Les repas devenaient un véritable calvaire où j’étais totalement impuissante face à ses refus et que c’est éprouvant pour une mère de ne pas pouvoir nourrir son enfant. Je le poussais dans ses retranchements, soutenue par le vieil adage « un enfant ne se laisse pas mourir de faim » mais il a fini par perdre du poids.
Il a fallu un ultime repas dominical où, une énième fois, j’ai vu mon fils garder dans ses joues toute la nourriture qu’il ne pouvait pas avaler.
Ce jour-là, je suis allée voir mon fils dans sa chambre au moment du coucher, je lui ai dit que je pensais avoir compris quelque chose ; il y avait un problème et j’allais chercher la solution. Ce soir-là, mon petit garçon est venu se blottir contre moi.
Galvanisée par ce moment, je me suis mise à effectuer des recherches sur Internet en tapant tous les symptômes de mon fils et assez vite, j’ai trouvé des réponses.
Mon fils a un trouble de l’oralité alimentaire.
Auparavant associé à l’autisme ou à de lourdes pathologies, ce trouble touche en réalité un grand nombre d’enfant qui n’ont aucun retard intellectuel ou antécédents thérapeutiques. Le recul sur les traitements associés sont maigres et l’accompagnement difficiles faute de professionnels formés mais rien n’aurait pu m’arrêter. Ma première décision a été de lâcher prise totalement sur tous mes codes éducatifs et de bien séance à table. J’ai discuté avec mon fils du haut de ses 3 ans pour regagner sa confiance et lui dire qu’il serait dorénavant seul décisionnaire de ce qu’il mangerait. On a cherché des aliments copains, on en a trouvé trois. Il n’a mangé que ces trois aliments durant toute la période où j’ai cherché de l’aide. Je suis retournée voir son pédiatre avec qui j’ai échangé longuement et qui semblait au fait de ce trouble. Mais à Hong-Kong, la prise en charge est uniquement destinée aux enfants ayant de lourdes pathologies dans les hôpitaux gouvernementaux. Alors j’en ai poussé des portes, envoyé des messages restés sans réponse et secoué des arbres pour voir ce qui allait tomber.

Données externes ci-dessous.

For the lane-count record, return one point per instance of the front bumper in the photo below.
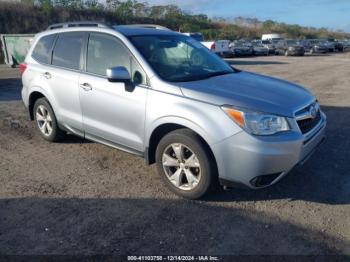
(244, 159)
(296, 52)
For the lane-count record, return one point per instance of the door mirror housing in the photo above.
(118, 74)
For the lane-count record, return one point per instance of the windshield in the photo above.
(177, 58)
(198, 37)
(292, 42)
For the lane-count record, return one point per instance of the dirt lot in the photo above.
(79, 197)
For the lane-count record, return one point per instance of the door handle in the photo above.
(47, 75)
(86, 86)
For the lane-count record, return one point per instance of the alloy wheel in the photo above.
(44, 120)
(181, 166)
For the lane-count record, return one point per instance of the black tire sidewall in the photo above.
(55, 134)
(192, 141)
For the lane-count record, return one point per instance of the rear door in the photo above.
(64, 77)
(112, 113)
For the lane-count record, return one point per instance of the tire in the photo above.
(202, 172)
(44, 115)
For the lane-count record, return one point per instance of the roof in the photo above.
(135, 31)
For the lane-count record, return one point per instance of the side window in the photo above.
(68, 49)
(105, 51)
(42, 50)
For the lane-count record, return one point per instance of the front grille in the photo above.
(306, 125)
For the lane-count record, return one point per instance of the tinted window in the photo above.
(105, 51)
(42, 50)
(68, 49)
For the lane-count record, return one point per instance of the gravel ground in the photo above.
(80, 197)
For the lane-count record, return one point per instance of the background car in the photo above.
(259, 49)
(269, 45)
(314, 46)
(239, 48)
(290, 47)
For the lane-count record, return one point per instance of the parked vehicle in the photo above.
(241, 48)
(330, 46)
(162, 95)
(338, 45)
(269, 45)
(289, 47)
(219, 47)
(259, 49)
(314, 46)
(346, 44)
(271, 37)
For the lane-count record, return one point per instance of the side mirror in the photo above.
(118, 74)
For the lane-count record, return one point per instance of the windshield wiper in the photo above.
(219, 73)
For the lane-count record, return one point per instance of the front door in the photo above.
(112, 113)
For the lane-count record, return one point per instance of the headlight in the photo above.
(257, 123)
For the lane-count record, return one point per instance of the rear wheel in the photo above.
(46, 121)
(184, 164)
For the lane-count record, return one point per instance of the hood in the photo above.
(249, 90)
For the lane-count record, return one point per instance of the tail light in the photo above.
(22, 68)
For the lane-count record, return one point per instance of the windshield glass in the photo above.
(177, 58)
(198, 37)
(292, 42)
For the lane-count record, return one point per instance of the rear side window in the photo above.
(68, 49)
(42, 50)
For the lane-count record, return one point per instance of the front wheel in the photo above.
(185, 165)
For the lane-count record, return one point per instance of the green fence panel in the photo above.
(15, 47)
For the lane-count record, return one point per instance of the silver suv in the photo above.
(164, 96)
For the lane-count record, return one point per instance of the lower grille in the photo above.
(306, 125)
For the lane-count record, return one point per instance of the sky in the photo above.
(332, 14)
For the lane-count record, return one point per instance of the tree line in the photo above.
(31, 16)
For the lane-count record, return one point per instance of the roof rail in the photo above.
(152, 26)
(78, 24)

J’ai fini par trouver une orthophoniste française basée en Allemagne qui m’a accompagnée et m’accompagne encore par le biais d’une guidance parentale.

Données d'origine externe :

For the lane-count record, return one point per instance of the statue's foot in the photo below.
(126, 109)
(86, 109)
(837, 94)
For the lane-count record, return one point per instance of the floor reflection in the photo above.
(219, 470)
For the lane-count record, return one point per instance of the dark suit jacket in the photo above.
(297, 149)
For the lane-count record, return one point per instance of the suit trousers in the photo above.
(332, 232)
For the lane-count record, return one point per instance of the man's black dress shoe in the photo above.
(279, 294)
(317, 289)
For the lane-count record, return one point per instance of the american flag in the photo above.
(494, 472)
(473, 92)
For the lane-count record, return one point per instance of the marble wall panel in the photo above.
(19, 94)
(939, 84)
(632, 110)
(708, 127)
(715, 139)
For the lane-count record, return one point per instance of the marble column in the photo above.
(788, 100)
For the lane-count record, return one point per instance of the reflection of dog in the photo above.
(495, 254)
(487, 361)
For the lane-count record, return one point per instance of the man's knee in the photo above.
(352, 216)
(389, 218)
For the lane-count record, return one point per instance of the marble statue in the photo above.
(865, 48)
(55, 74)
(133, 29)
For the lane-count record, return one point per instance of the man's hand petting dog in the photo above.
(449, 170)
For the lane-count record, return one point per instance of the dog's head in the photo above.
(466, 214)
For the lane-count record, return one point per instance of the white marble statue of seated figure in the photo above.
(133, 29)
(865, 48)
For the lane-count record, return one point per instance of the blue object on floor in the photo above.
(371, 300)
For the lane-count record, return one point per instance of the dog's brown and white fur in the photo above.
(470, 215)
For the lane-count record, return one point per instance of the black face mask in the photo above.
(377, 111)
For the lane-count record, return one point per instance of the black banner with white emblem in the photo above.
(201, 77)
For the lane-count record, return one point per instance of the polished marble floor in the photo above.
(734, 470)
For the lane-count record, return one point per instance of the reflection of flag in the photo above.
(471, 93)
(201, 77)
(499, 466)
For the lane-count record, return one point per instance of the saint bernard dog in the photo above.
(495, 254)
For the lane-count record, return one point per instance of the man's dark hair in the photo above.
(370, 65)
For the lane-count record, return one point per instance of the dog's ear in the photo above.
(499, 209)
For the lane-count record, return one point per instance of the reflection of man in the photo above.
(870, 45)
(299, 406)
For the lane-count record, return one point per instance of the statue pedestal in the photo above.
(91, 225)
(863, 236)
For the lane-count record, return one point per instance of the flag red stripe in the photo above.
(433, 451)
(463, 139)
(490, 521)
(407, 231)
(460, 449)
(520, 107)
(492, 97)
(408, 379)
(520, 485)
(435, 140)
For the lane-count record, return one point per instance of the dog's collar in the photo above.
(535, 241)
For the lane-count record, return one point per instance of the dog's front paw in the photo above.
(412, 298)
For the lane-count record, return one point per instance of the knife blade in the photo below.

Cette orthophoniste c’est ma lampe torche, elle a mis en lumière le trouble dans son ensemble. Le trouble de l’oralité alimentaire est très souvent associé à un trouble sensoriel et mon petit a, en effet, un trouble sensoriel généralisé dont le goût fait partie intégrante, et le toucher naturellement.
Ceci explique pourquoi je ne pouvais pas le prendre dans mes bras ni même lui toucher la main.
On a fini par se lancer dans les premiers soins avec de la psychomotricité pour contenir le trouble sensoriel. Et, on a amorcé la feeding therapy avec une orthophoniste brésilienne qui en apprenant la nationalité de mon fils lui a dit : « come on buddy ! You have the best croissant all over the world !!! »
On avance pas à pas avec pour seul indicateur le bien être de mon fils. Les colères ont disparu, il est détendu et souriant, je peux lui tenir la main, de temps en temps j’ai même un câlin. Quant à la nourriture, c’est toujours compliqué mais il se lance et il a même gouté un croissant.
On a tous entendu parler d’enfants qui ne mange toujours pas de morceaux même à 6 ans, ou bien encore d’un pote qui ne mange ni fruits ni légumes… Les troubles de l’oralité alimentaire touchent 1 enfant sur 4, le spectre est très large et cela ne relève en aucun cas de l’éducation ou du caprice.